I am not the kind of writer who works out in advance what the book ahead of me will be. So, the truth is, I did not set out to write a novel about the rural electrification scheme. I set out to write a novel about the most electric time in your life, when you first encounter the two greatest realities of human existence, love and death. I had a sense that I wanted to write about youth from the vantage point of old age, when you have to come to an accommodation of sorts with the youth you were, and also because by then you have a lived knowledge of a vanished world.
I knew that I would set the novel in the west Clare village of Faha, where I had set History of the Rain. It is the place I know best, and the older I get the more compelling seems the truth that the whole of humanity can be found in a single parish.
Christine and I had arrived in our own west Clare village in the mid ’80s, a world still of telephones with winders on the side, rosaries in the evening, and the giving of a day when your neighbour had hay to be saved.

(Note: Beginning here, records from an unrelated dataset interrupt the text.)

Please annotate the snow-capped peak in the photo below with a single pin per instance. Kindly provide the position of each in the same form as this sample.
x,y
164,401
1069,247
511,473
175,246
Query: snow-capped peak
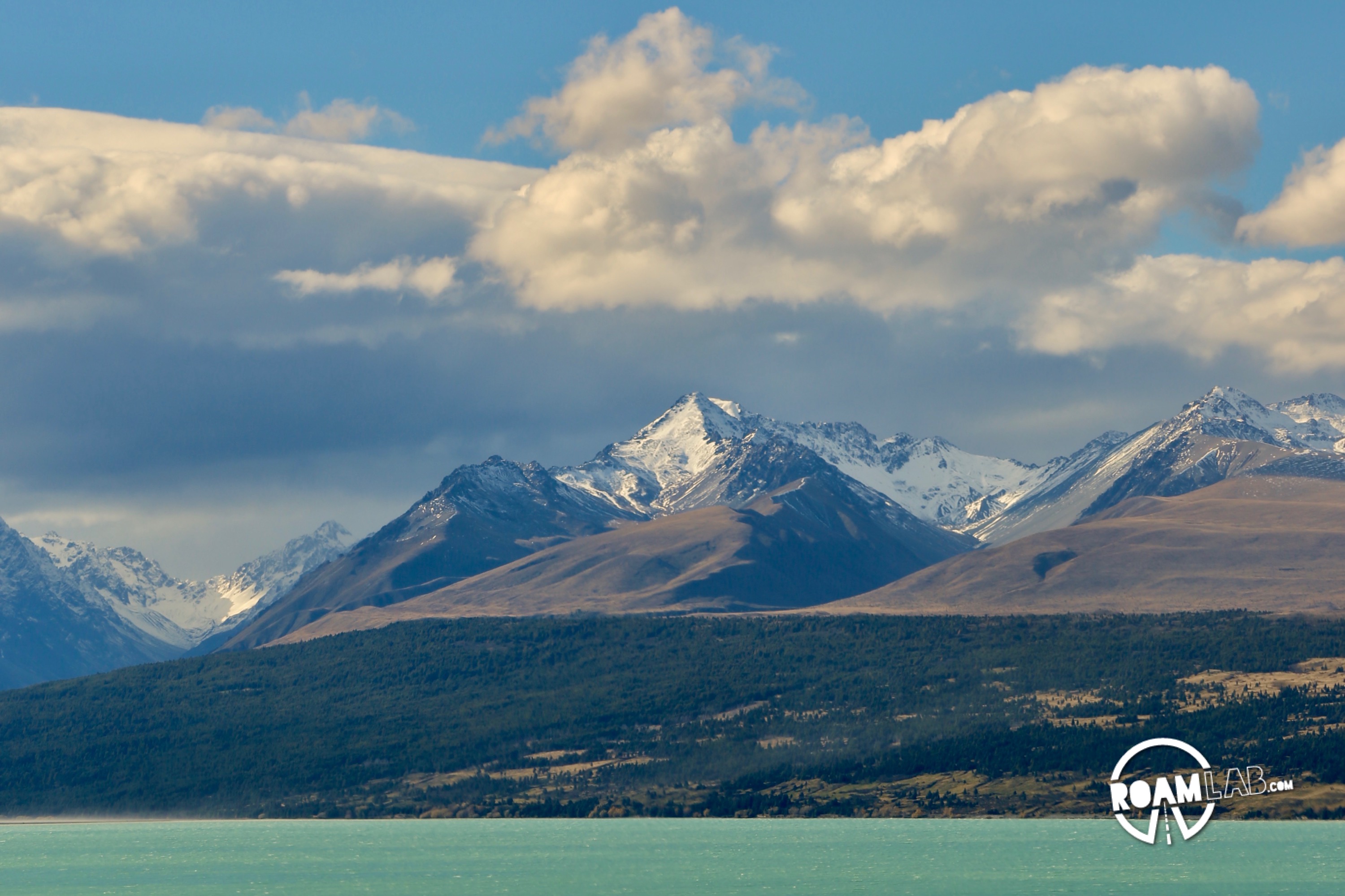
x,y
263,582
1313,421
1321,419
183,613
666,465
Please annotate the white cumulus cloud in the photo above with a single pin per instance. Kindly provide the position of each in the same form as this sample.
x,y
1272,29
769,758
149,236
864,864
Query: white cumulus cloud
x,y
120,186
658,76
431,277
1017,193
1292,312
338,121
1310,209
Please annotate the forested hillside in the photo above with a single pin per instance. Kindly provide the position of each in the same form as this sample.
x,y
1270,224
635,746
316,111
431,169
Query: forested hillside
x,y
677,716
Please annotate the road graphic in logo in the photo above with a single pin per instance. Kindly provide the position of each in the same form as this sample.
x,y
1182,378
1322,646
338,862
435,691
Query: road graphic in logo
x,y
1169,796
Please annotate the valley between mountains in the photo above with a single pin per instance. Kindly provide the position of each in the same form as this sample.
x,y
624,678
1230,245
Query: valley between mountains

In conversation with people who I now realise were not that old, we heard many vivid memories of the coming of the electricity to the parish only thirty years earlier, of coming home from school and waiting impatiently for darkness to fall in order to try the switch.
I had grown up in Dublin, my father was Secretary of the ESB, and I don’t believe I had ever thought that when I was born there were people on the other side of what is a very small country who had never plugged in a kettle or flicked a light-switch. The more I thought of it, the more it seemed to me a threshold moment. Halfway into the twentieth century, Faha left the nineteenth. And it did so overnight. The State entered the homes of the parish through a switch on the wall, and a largely cashless society would now have a monthly bill to pay. This transformational moment seemed the perfect setting for the one in which my young character, Noel, who comes from Dublin to stay with his grandparents in Faha during that momentous time, meets the three Troy sisters, and finds his world become, well, electric.
Niall Williams was born in Dublin in 1958. He studied English and French literature at University College Dublin before graduating with a Master’s degree in Modern American Literature. He moved to New York in 1980 where he married Christine Breen, whom he had met while she was a Master’s student also at UCD, and took his first job opening boxes of books in Fox and Sutherland’s bookshop in Mount Kisco. He later worked as a copywriter for Avon Books in New York City before leaving America with Chris in 1985 to attempt to make a life as a writer. They moved on April 1st to the cottage in west Clare that Chris’s grandfather had left eighty years before to find his life in America. His first four books were co-written with Chris and tell of their life together in Kiltumper in west Clare. He is the author of 9 previous novels including Four Letters of Love (currently being developed as a film) and the Booker longlisted History of the Rain. He has also written 3 plays produced by the Abbey, Peacock and Druid Theatres.